When the government of Sánchez issued the first State of Alarm on 14 March 2020, it subsequently won parliamentary backing after a debate, including initially from Vox MPs. After one week the initial measures were extended until 12 April, for a second time until 26 April, a third time until 9 May, a fourth time until 23 May, then a fifth time until 7 June.
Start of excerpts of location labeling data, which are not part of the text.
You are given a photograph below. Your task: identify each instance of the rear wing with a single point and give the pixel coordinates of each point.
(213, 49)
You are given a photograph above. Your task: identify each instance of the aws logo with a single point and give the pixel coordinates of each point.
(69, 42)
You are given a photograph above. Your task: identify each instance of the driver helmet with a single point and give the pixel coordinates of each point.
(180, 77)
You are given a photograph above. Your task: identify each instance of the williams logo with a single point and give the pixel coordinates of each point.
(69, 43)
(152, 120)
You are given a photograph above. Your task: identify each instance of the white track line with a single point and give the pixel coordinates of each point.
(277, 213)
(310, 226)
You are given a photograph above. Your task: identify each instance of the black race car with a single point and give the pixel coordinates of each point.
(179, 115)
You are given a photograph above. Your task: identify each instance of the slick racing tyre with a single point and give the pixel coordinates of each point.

The Spanish Congress then voted to extend the State of Alarm until 21 June – the sixth and final extension of the first State of Alarm

When Congress had voted to extend the State of Alarm for the third time until 9 May, it had also come with the relaxing of some of the restrictions, specifically allowing children to take daily walks for an hour from Sunday 26 April, after 43 days confined at home. During that first six-week confinement period, however, with Spaniards still unable to go out even for exercise, the Vox party withdrew its support for the lockdown.

A second State of Alarm in Spain was later put in place from 25 October 2020 until 9 May 2021 – but only to enable the regional governments the legal requirements to impose and enforce nighttime curfews and other restrictions.

Vox leader Santiago Abascal called on Wednesday for Pedro Sánchez to step down. ‘We cannot celebrate the decision [of the court] because we have proof that the government was willing to break the law and tarnish the constitution,’ Abascal said.

The government said that it respects the court’s ruling but was surprised by its ‘unprecedented nature’, adding that the decree approved by the cabinet ‘was absolutely essential to save lives’.

It is unclear if the Constitutional Court’s decision will open the gates for lawsuits against the Spanish government. The ruling means that any fines imposed on citizens by police for breaking lockdown restrictions could be cancelled.